A groom in a plum-colored livery stood at my elbow. A light station wagon was waiting just outside. How the deuce did Hobson know my name? What did he want of me at Gauntmoor this time of night? Yet prospects of bed and breakfast away from the Commercial lured me strangely.

“Sure, Mr. Pierrepont will be delighted,” I announced, leaping into the vehicle, and soon we were mounting upward, battling with the winds around the time-scarred walls. The wagon stopped at the great gate. A horn sounded from within, the gate swung open, a drawbridge fell with a hideous creaking of machinery, and we passed in, twenty or thirty feet above the snow-drifted moat. Beyond the portcullis a dim door swung open. Some sort of seneschal met us with a light and led us below the twilight arches, where beyond, I could catch glimpses of the baileys and courts and the donjon tower against the heavy ramparts.

The wind hooted through the high galleries as we passed; but the west wing, from its many windows and loopholes, blazed with cheerful yellow light. It looked nearly cozy. Into a tall, gaunt tower we plunged, down a winding staircase, and suddenly we came into a vast hall, stately with tapestries and innumerable monkish carvings—and all brightly lighted with electricity!

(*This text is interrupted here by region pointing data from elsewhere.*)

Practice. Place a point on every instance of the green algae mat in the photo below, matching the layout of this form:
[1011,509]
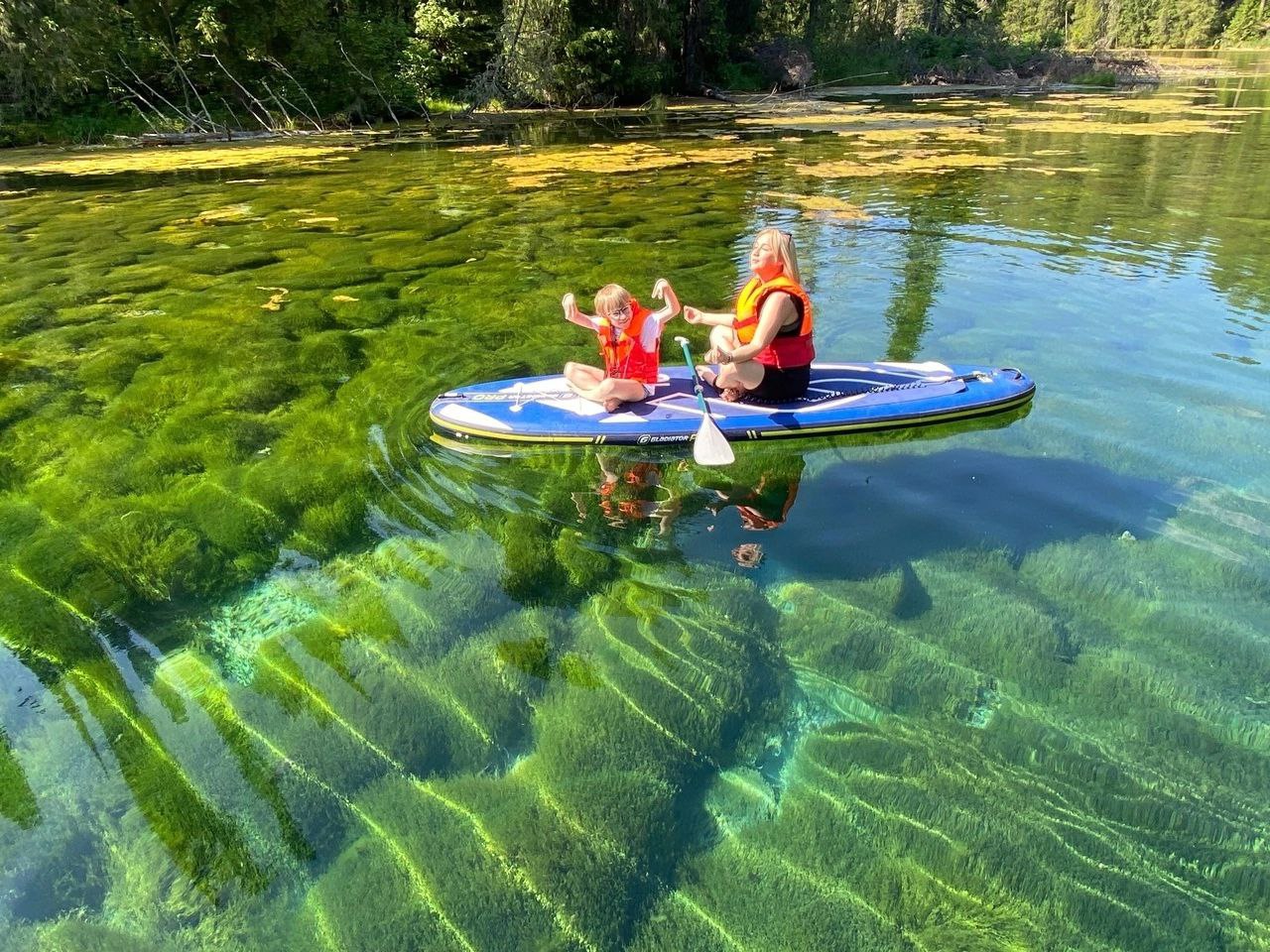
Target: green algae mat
[281,671]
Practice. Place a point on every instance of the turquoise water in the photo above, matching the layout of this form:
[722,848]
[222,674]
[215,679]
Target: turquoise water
[282,671]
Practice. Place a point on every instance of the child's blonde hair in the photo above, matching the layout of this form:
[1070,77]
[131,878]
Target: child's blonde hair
[783,244]
[611,298]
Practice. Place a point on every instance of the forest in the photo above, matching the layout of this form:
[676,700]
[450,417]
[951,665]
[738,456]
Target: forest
[89,64]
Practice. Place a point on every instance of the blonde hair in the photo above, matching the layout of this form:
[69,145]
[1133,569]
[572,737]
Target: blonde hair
[610,298]
[783,244]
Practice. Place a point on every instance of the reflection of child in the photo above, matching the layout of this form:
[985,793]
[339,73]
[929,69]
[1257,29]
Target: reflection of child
[630,341]
[631,495]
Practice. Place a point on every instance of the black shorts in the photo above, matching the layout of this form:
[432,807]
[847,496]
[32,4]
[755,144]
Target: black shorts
[781,386]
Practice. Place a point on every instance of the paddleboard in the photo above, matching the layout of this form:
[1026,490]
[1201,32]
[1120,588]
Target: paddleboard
[843,398]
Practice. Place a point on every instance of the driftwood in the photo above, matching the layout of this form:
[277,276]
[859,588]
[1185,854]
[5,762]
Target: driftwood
[1039,70]
[273,112]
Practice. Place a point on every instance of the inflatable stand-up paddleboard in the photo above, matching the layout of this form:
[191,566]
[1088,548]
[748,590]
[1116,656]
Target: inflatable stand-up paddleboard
[843,398]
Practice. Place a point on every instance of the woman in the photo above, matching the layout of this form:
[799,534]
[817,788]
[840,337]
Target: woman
[765,349]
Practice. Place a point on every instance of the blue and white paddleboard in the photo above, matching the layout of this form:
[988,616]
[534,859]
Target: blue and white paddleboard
[843,398]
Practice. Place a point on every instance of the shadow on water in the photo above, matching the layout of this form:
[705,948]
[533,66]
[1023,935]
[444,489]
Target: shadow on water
[860,520]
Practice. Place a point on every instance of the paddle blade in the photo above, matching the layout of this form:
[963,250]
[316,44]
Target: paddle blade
[711,448]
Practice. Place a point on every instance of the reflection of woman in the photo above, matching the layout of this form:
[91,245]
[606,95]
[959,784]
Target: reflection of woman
[765,349]
[766,506]
[762,503]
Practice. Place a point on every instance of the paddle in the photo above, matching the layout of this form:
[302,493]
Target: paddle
[710,447]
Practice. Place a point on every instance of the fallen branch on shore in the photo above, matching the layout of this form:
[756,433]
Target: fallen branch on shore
[1042,70]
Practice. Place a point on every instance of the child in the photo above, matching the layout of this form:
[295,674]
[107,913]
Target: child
[630,341]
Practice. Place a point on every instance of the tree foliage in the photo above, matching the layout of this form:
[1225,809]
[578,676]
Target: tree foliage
[362,59]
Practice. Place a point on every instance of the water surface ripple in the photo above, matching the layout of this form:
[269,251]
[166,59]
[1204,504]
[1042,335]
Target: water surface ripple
[282,670]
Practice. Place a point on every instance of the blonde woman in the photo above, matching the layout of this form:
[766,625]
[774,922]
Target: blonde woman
[763,349]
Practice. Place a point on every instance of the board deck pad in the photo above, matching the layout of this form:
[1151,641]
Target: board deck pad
[842,398]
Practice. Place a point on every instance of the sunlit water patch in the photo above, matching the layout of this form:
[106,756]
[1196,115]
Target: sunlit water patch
[284,670]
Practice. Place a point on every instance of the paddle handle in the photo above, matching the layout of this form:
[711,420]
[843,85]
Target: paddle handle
[697,380]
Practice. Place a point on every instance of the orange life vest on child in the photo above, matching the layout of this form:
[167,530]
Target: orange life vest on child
[624,357]
[792,347]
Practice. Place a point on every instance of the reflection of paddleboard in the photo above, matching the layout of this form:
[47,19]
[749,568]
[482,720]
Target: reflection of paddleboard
[843,398]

A little fat man sat smoking in a chair near the fire. When I entered he was in his shirt sleeves, reading a newspaper, but when a footman announced my name the little man, in a state of great nervousness, jumped to his feet and threw on a coat, fidgeting painfully with the armholes. As he came toward me, I noticed that he was perfectly bald. He looked dyspeptic and discontented, like a practical man trying vainly to adjust his busy habits to a lazy life. Obviously he didn't go with the rest of the furniture.

“Pleased to see you, Mr. Pierrepont,” he said, looking me over carefully as if he thought of buying me. “Geoffray Pierrepont—tut, tut!—ain't it queer!”

“Queer!” I said rather peevishly. “What's queer about it?”

“Excuse me, did I say queer? I didn't mean to be impolite, sir—I was just thinking, that's all.”

You could hear the demon Army of the Winds scaling the walls outside.

“Maybe you thought it kind of abrupt, Mr. Pierrepont, me asking you up here so unceremonious,” he said. “My daughter Annie, she tells me I ought to live up to the looks of the place; but I've got my notions. To tell you the truth, I'm in an awful quandary about this Antique Castle business and when I heard you was at the hotel, I thought you might help me out some way. You see you——”

He led me to a chair and offered me a fat cigar.